Sa majesté sait que le roi de Prusse m’a fait l’honneur de m’écrire quatre lettres pour m’inviter à aller chez lui. Je puis vous assurer qu’à Berlin je ne suis pas obligé à importuner pour avoir du pain, du vin, et de la chandelle. Permettez-moi de vous dire qu’il est de la dignité du roi et de l’honneur de votre administration, de ne pas refuser ces petites attentions à un officier de la cour du roi de France, qui a l’honneur de venir rendre ses respects au roi de Pologne.
1 – Alliot était commissaire-général de la maison de Stanislas. (G.A.)
à STANISLAS,
ROI DE POLOGNE, DUC DE LORRAINE ET DE BAR.
Le 29 Août, à neuf heures trois quarts du matin.

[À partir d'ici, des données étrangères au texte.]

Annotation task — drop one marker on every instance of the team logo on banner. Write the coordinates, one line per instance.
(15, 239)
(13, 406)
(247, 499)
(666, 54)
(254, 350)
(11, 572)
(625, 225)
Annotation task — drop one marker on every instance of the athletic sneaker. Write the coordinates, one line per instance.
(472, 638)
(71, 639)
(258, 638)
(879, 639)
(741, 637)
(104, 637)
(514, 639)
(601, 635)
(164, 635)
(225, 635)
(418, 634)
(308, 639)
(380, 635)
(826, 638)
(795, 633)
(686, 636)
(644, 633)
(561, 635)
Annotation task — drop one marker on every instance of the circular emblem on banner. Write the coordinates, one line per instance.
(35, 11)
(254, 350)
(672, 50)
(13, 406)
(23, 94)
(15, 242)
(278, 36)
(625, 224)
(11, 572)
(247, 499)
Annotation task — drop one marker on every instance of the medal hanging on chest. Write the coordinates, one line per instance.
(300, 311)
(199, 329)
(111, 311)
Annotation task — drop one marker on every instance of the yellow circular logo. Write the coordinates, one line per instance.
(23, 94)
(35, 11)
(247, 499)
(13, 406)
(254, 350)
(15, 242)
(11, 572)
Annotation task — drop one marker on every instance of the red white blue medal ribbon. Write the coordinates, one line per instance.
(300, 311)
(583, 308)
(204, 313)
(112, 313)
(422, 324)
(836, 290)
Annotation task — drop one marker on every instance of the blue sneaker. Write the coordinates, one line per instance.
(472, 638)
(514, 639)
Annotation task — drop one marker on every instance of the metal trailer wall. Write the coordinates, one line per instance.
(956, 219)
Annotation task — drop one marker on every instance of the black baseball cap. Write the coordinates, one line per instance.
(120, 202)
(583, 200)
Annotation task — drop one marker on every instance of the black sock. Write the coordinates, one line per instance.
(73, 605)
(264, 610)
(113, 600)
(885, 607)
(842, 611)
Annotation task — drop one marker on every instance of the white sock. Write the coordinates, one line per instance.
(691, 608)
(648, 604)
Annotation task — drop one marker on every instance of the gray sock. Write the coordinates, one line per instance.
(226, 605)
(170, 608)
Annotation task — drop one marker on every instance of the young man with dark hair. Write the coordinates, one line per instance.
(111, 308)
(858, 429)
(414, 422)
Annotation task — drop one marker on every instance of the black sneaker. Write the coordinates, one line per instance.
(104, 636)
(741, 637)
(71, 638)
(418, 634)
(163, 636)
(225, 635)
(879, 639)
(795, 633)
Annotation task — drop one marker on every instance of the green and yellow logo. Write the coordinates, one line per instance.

Sire, il faut s’adresser à Dieu, quand on est en paradis. Votre majesté m’a permis de venir lui faire ma cour jusqu’à la fin de l’automne, temps auquel je ne puis me dispenser de prendre congé de votre majesté. Elle sait que je suis très malade, et que des travaux continuels me retiennent dans mon appartement autant que mes souffrances. Je suis forcé de supplier votre majesté qu’elle ordonne qu’on daigne avoir pour moi les bontés nécessaires et convenables à la dignité de sa maison, dont elle honore les étrangers qui viennent à sa cour. Les rois sont, depuis Alexandre, en possession de nourrir les gens de lettres, et quand Virgile était chez Auguste, Alliotus, conseiller aulique d’Auguste, faisait donner à Virgile du pain, du vin, et de la chandelle. Je suis malade aujourd’hui, et je n’ai ni pain ni vin pour dîner (1). J’ai l’honneur d’être avec un profond respect, sire, de votre majesté, le très humble, etc.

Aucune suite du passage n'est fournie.